Need to update a ticker, Silas Anthony Jordon born Oct 11, 2013. 6th baby, so much love!
My goal was to have 4 kids and I didn't want to push pregnancies past 40, so when it came to baby #3, I jumped the gun and was going to only have a 2 year gap between the youngest kiddos. As I learned with some time, that would've been a really poor fit for my daughter. She was still pretty needy and wanted to be the "baby" and the focus. She definitely needed to have more individual time and was not ready to have a baby come along. Although she's always loved babies, having one that would've taken time away from her would've been a gynormous adjustment. Unfortunately, that pregnancy ended in miscarriage.
I am now carrying my 4th pregnancy. My daughter will be 3 (actually a few months shy of 4) and could not be more excited to have a baby on the way. My friends all joke that my daughter and I will have a tug-of-war trying to be the primary caregiver of this baby. My son, who is 6, continues to be a very sweet, understanding, and nurturing big brother and is thrilled to have a baby brother on the way. This is not just my TTC project, it is OUR project, in every way. I love that they are both old enough to understand and support the idea of a new sibling without feeling threatened.
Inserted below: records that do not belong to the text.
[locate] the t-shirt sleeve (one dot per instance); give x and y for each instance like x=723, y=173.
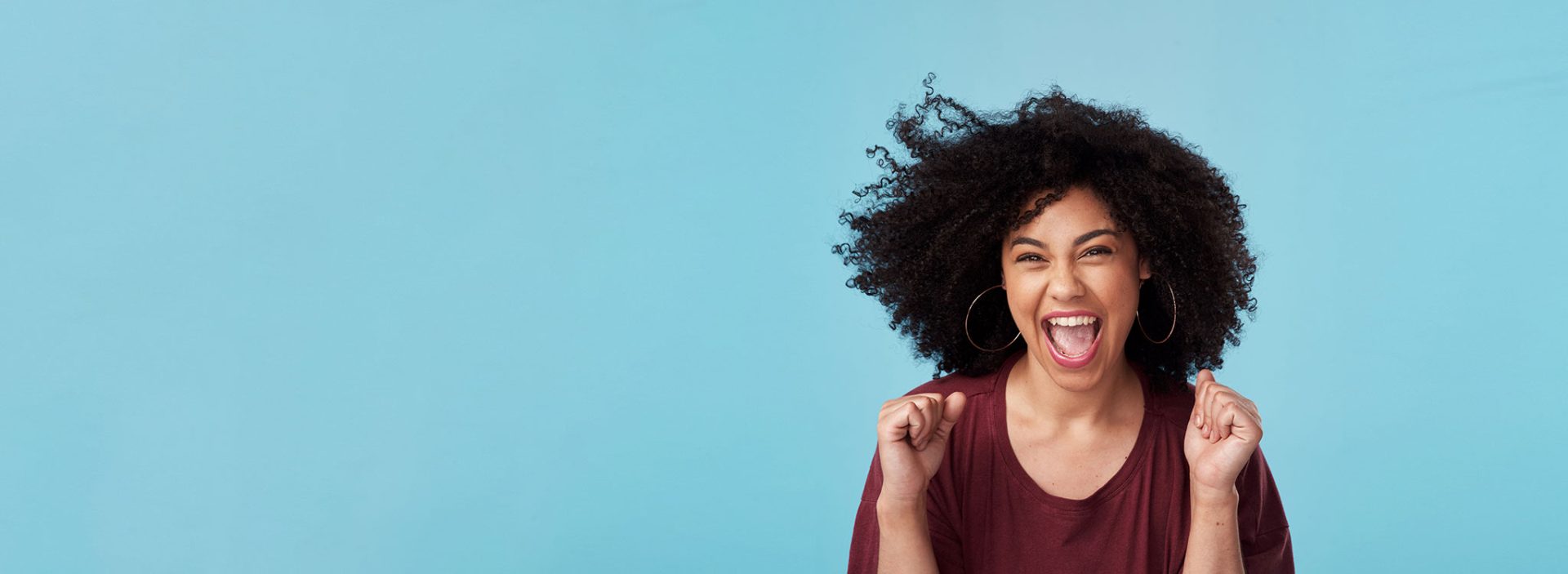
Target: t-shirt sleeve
x=866, y=536
x=1264, y=532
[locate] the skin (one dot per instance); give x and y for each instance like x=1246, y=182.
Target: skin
x=1075, y=424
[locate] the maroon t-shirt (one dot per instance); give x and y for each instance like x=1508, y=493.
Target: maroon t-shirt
x=987, y=514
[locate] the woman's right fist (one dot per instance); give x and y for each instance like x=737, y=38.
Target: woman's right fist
x=911, y=438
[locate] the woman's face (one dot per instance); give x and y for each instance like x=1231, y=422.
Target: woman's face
x=1071, y=260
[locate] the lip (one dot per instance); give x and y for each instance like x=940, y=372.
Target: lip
x=1071, y=314
x=1078, y=361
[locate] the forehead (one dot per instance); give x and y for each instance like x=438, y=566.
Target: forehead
x=1075, y=212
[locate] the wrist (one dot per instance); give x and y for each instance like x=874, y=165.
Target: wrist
x=901, y=507
x=1214, y=497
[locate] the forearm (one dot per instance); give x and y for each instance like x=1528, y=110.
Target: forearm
x=905, y=541
x=1214, y=543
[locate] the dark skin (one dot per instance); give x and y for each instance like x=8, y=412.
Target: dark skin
x=1071, y=427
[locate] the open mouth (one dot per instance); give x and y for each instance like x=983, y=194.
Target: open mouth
x=1073, y=337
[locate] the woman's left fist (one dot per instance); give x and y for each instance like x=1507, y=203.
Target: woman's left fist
x=1222, y=434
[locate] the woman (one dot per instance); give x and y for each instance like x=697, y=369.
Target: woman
x=1073, y=270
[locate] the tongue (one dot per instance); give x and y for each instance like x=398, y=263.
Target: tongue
x=1073, y=339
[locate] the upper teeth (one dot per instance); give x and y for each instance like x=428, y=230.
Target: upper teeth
x=1073, y=320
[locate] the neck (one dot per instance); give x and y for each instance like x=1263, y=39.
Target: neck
x=1116, y=395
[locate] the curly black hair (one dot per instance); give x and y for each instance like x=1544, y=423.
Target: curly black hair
x=929, y=234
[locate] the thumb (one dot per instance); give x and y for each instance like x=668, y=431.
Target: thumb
x=952, y=407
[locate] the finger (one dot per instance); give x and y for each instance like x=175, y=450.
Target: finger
x=922, y=427
x=1225, y=420
x=911, y=420
x=952, y=408
x=1196, y=402
x=1214, y=403
x=933, y=419
x=894, y=422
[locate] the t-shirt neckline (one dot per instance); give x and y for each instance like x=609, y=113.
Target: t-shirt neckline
x=1112, y=487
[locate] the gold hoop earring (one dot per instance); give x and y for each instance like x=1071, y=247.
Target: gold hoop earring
x=1136, y=318
x=966, y=325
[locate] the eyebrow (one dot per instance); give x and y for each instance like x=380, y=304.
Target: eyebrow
x=1085, y=237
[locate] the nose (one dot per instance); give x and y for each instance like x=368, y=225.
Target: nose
x=1065, y=284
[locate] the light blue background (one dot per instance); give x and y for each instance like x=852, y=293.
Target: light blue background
x=546, y=287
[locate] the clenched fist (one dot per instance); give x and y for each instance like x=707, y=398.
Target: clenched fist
x=1222, y=434
x=911, y=438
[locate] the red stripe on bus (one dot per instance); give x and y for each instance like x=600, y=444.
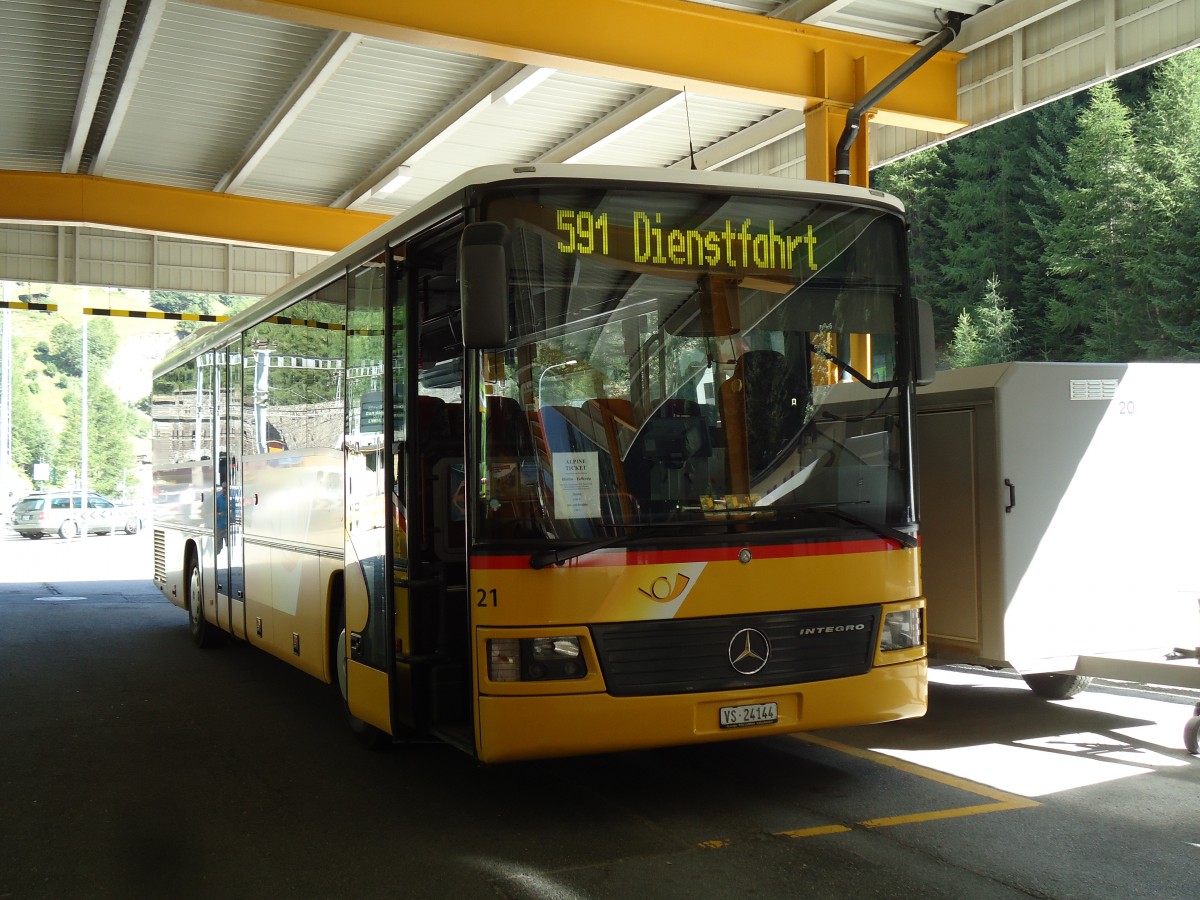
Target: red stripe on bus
x=703, y=555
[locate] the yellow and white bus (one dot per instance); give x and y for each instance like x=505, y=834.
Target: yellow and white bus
x=569, y=460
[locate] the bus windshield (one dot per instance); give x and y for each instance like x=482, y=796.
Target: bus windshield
x=695, y=359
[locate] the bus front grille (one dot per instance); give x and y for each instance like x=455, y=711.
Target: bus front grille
x=691, y=655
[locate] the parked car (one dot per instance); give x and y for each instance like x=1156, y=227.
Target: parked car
x=64, y=513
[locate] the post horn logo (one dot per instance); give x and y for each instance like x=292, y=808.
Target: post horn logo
x=663, y=591
x=749, y=651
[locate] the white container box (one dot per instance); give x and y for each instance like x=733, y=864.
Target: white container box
x=1060, y=511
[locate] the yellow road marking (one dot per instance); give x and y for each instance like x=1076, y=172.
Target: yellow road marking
x=1001, y=801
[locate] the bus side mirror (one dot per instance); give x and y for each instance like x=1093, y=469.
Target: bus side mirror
x=927, y=351
x=484, y=282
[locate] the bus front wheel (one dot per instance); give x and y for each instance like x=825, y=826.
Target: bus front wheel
x=1056, y=685
x=1192, y=733
x=203, y=634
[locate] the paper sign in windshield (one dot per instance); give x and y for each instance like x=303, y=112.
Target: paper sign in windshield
x=576, y=485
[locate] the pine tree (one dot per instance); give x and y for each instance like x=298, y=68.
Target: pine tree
x=108, y=439
x=985, y=333
x=984, y=214
x=1103, y=209
x=1051, y=129
x=1170, y=262
x=917, y=181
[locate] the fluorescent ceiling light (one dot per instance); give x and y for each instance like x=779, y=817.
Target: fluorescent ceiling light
x=401, y=177
x=527, y=84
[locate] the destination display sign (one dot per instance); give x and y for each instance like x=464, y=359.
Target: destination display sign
x=742, y=245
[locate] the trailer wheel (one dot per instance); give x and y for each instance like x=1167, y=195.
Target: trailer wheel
x=1192, y=735
x=1056, y=685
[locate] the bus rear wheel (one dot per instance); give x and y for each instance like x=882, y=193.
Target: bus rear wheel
x=1056, y=685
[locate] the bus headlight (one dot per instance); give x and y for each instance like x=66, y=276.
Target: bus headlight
x=535, y=659
x=901, y=630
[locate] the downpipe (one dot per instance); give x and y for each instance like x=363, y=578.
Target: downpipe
x=853, y=118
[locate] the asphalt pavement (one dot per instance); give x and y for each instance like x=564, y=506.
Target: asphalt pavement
x=133, y=765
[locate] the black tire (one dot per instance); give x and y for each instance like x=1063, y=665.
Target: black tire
x=1056, y=685
x=1192, y=735
x=204, y=634
x=366, y=733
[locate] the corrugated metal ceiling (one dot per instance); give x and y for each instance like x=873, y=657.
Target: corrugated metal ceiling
x=190, y=95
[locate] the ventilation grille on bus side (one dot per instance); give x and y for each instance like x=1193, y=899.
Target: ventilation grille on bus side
x=687, y=655
x=160, y=557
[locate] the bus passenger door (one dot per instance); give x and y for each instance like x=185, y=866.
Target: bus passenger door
x=366, y=660
x=232, y=607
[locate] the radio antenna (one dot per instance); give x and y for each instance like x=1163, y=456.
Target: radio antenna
x=691, y=148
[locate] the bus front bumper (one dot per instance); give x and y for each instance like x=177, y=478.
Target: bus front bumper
x=527, y=727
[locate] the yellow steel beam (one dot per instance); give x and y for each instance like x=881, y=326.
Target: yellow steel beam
x=666, y=43
x=109, y=203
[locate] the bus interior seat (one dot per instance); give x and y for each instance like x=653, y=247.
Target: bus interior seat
x=765, y=402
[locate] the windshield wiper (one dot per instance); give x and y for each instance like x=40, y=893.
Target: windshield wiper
x=563, y=555
x=883, y=531
x=844, y=365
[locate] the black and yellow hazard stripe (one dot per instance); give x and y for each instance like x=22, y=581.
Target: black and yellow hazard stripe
x=155, y=315
x=23, y=305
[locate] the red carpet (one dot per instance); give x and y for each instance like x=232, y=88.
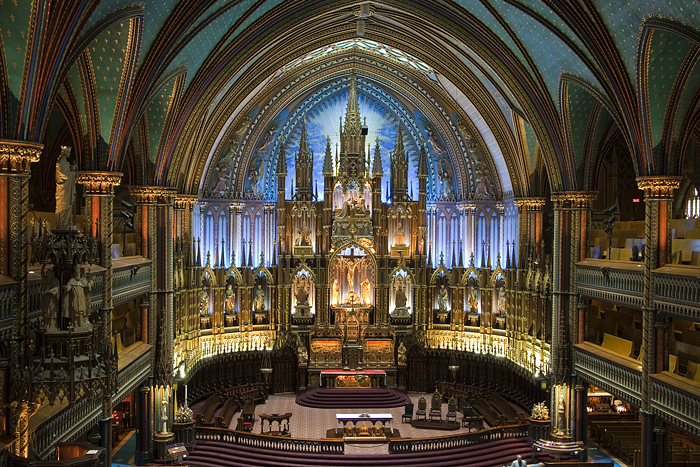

I don't think there is just one "right" answer. Differing family dynamics play a big part. I know that for me, a SMBC, I wanted the freedom to be able to focus on my newest family member without making anybody else feel hurt or threatened. I really recommend the 3 year age gap. Having said that, the miscarriage and fertility struggles that followed have forced me to come to the realization that I won't reach my goal of 4 kids prior to 40. But I'm feeling really good about being a SMBC to 3.